The following foundational defensive strategies for protecting CPS should be a starting point for any company who may have a China-nexus threat actor within their threat model.
Maintain an Asset Inventory of Internet-Facing CPS
The lowest barrier to entry for disruptive threat actors are internet-facing CPS assets. Internet-scanning services return actionable asset information about CPS devices that are exposed online, and a threat actor with a working exploit or attack technique for a particular class of CPS asset could easily build a working list of targets. Illicit access to these devices can expose organizations to service disruption, physical damage to assets, or endanger the personal safety of workers or the general public. Hackers may also use these devices as an entry point onto the process network or enterprise network to cause further damage, including ransomware or extortion attacks, or exploits against vulnerabilities.

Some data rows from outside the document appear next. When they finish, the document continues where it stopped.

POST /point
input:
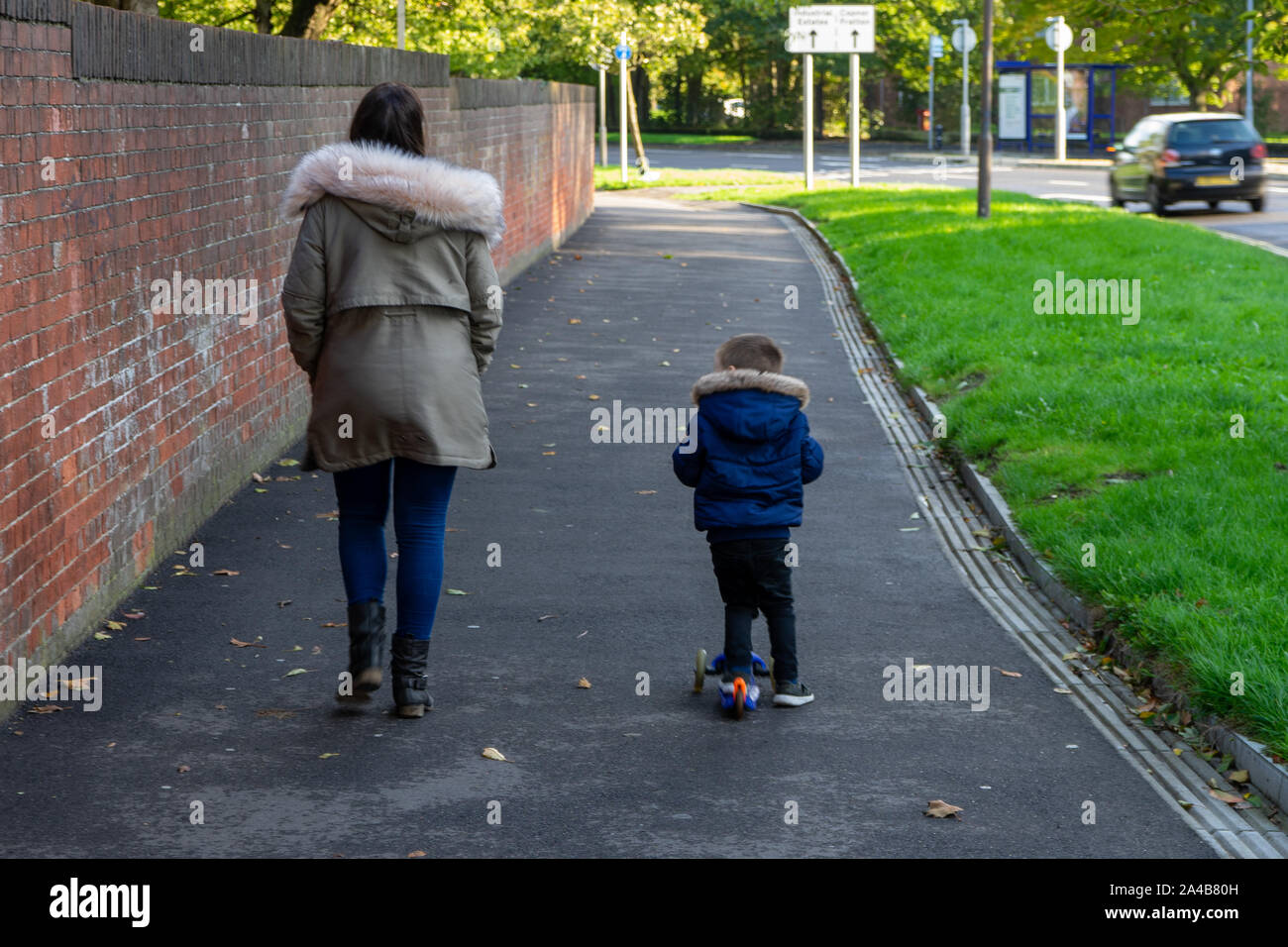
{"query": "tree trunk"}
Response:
(309, 18)
(265, 16)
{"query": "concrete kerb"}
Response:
(1265, 775)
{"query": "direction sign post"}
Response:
(831, 29)
(623, 53)
(964, 42)
(1059, 37)
(936, 51)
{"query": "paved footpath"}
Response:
(601, 577)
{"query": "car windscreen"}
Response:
(1212, 132)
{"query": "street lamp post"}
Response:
(1057, 33)
(1247, 86)
(965, 26)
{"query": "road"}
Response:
(1072, 183)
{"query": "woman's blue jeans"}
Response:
(420, 495)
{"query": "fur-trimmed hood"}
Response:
(437, 193)
(745, 379)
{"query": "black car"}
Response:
(1189, 157)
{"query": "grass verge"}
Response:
(1117, 436)
(682, 138)
(609, 178)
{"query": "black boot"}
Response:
(366, 644)
(411, 682)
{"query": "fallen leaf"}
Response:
(938, 808)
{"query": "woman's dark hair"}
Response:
(390, 114)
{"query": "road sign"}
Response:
(832, 29)
(1059, 37)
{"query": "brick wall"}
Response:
(125, 157)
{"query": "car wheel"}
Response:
(1155, 200)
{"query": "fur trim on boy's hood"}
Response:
(456, 198)
(742, 379)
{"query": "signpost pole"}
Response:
(1060, 119)
(855, 127)
(809, 120)
(930, 132)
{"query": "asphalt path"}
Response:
(601, 577)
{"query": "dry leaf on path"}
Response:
(938, 808)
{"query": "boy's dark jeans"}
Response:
(752, 575)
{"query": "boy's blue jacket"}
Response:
(754, 453)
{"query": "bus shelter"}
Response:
(1026, 106)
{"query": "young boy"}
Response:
(751, 459)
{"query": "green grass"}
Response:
(609, 178)
(679, 138)
(1190, 553)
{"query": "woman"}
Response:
(393, 308)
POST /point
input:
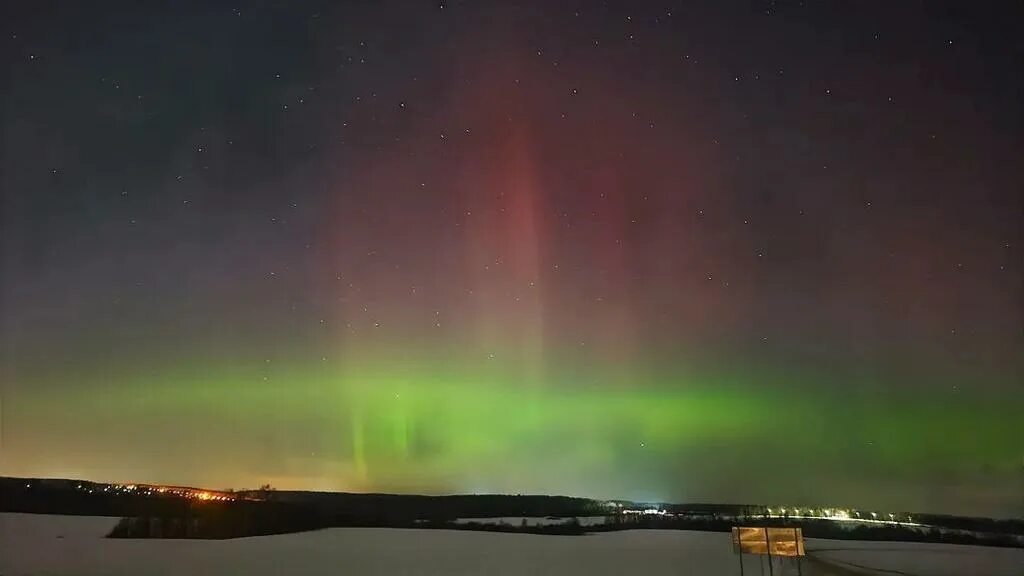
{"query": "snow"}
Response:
(36, 544)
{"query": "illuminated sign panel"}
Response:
(773, 541)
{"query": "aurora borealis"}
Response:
(756, 252)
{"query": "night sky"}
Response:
(724, 251)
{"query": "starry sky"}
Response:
(686, 251)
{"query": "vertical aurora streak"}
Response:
(611, 251)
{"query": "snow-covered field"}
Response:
(75, 545)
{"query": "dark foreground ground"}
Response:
(275, 512)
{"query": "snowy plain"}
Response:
(39, 544)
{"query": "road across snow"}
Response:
(37, 544)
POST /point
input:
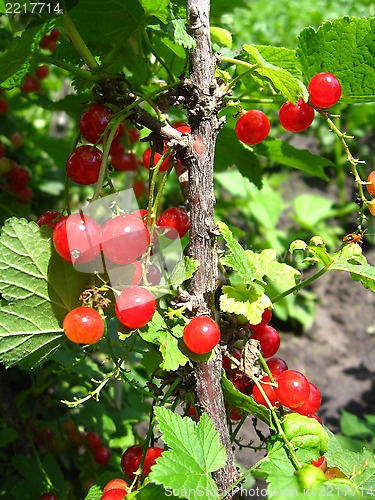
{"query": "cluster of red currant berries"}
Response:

Therefore, it’s critical to have a current CPS asset inventory that enumerates assets that are exposed to the internet. This is merely the first step to protecting these assets. Organizations must use that inventory to map out systems in order to deploy virtual network segmentation of assets. Zero-trust access controls must also be applied to each internet-facing asset, reducing the barrier to entry for threat actors.
Understand Adversary TTPs via Threat Intelligence
Security teams must also have some understanding of threat actors’ tactics, techniques, and procedures (TTPs). This requires CPS-specific, curated threat intelligence that when combined with an asset inventory allows security teams to identify the pertinent threats, and prioritize exposed assets with the most business impact for rapid remediation or mitigation.
While it’s not always critical to know exactly who is on your network, it is important to understand their tactics and their motivations in order to determine whether you could be next within your industry to be targeted, or whether your CPS assets are similarly exposed as other organizations that have been compromised.
Reduce Attack Surface, Phase out Insecure OT Protocols
Use your asset inventory and asset management capabilities to identify which CPS assets are communicating via legacy protocols. As Team82 demonstrated, insecure protocols such as VNC or Modbus, which lack authentication and encryption capabilities, are the preferred targets of less-skilled threat actors. Attackers may leverage these protocols to disrupt OT assets, production lines, or even hospital operations, putting public safety and patient care at risk.
Upgrading away from insecure versions of these protocols may be expensive and time consuming. Having an accurate inventory of CPS assets, as well as an understanding of which devices are exposed and how they are exposed, is a big head start. It is imperative that security teams be vigilant about mitigating default, or known, weak credentials, and proactively change them as devices are deployed online. Defenders should evaluate and understand other insecure configurations, and any security issues must be addressed before devices are connected online.